QTS to be replaced by ‘stronger’ accreditation

Qualified Teacher Status (QTS) will be replaced by a ‘stronger, more challenging accreditation’, according to a new Department for Education (DfE) white paper.

The ‘Educational Excellence Everywhere’ paper outlines that this stronger accreditation will be based on a teacher’s effectiveness in the classroom and judged by ‘great schools’, claiming that it will help to raise the quality and status of the teaching profession.

While full details of this new system have not been made clear, the decisions on whether to accredit a new teacher will be made by head teachers themselves, which the DfE says will ‘put the power in the hands of those who know best what makes a great teacher’.

The plans come alongside a renewed drive to increase school led initial teacher training (ITT) in response to ongoing recruitment issues.
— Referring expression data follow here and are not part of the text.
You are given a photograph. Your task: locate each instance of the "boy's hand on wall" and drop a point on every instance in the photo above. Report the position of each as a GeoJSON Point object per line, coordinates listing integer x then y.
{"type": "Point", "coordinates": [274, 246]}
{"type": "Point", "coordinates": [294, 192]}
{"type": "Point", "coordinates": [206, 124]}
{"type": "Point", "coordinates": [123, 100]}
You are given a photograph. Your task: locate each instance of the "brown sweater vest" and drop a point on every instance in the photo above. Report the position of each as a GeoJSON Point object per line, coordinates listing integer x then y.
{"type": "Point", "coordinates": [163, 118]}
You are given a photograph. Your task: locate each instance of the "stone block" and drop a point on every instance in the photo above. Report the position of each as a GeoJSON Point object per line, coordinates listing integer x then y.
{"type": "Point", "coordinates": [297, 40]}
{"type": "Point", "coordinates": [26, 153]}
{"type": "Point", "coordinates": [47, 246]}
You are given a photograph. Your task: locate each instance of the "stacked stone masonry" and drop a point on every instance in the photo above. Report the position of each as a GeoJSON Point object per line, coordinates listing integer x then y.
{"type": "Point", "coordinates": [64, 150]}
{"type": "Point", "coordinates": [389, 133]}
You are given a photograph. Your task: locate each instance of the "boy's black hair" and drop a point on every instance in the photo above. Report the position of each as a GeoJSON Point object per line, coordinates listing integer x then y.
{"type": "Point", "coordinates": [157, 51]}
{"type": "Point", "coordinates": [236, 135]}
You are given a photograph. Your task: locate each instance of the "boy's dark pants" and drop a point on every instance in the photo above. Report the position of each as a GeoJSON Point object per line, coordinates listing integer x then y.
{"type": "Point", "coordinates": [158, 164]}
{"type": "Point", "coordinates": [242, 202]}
The government has failed to meet teacher recruitment targets for four years in a row, and the paper promises that the DfE will ‘ensure that enough talented teachers are recruited, wherever they’re needed’.
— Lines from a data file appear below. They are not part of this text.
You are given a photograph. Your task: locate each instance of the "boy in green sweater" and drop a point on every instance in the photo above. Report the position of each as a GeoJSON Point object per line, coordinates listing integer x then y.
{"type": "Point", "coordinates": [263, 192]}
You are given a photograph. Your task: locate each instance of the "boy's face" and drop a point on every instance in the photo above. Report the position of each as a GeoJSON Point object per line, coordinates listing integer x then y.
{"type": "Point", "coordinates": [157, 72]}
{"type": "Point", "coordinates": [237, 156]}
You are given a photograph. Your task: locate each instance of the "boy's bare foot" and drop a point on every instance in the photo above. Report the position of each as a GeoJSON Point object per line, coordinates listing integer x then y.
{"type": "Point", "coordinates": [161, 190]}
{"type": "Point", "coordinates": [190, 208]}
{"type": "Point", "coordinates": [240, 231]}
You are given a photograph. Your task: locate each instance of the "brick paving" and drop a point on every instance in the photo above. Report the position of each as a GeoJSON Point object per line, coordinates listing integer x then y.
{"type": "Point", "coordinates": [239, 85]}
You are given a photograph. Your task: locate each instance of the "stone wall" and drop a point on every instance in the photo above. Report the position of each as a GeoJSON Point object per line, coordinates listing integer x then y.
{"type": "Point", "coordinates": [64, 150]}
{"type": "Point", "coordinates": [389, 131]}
It claims that an increasingly school led system will help to recruit enough great teachers in every part of the country, and also outlines plans to introduce a new quality control for ITT providers. The new criteria aims to give ‘greater certainty’ to the best providers, both school and university led, by allocating training places according to performance and giving allocations over several years.

Additionally, the paper also includes plans to create a new standard for teachers’ continuous professional development and will examine the feasibility of incentivising teaching schools to publish their research and CPD materials on an ‘open-source’ basis.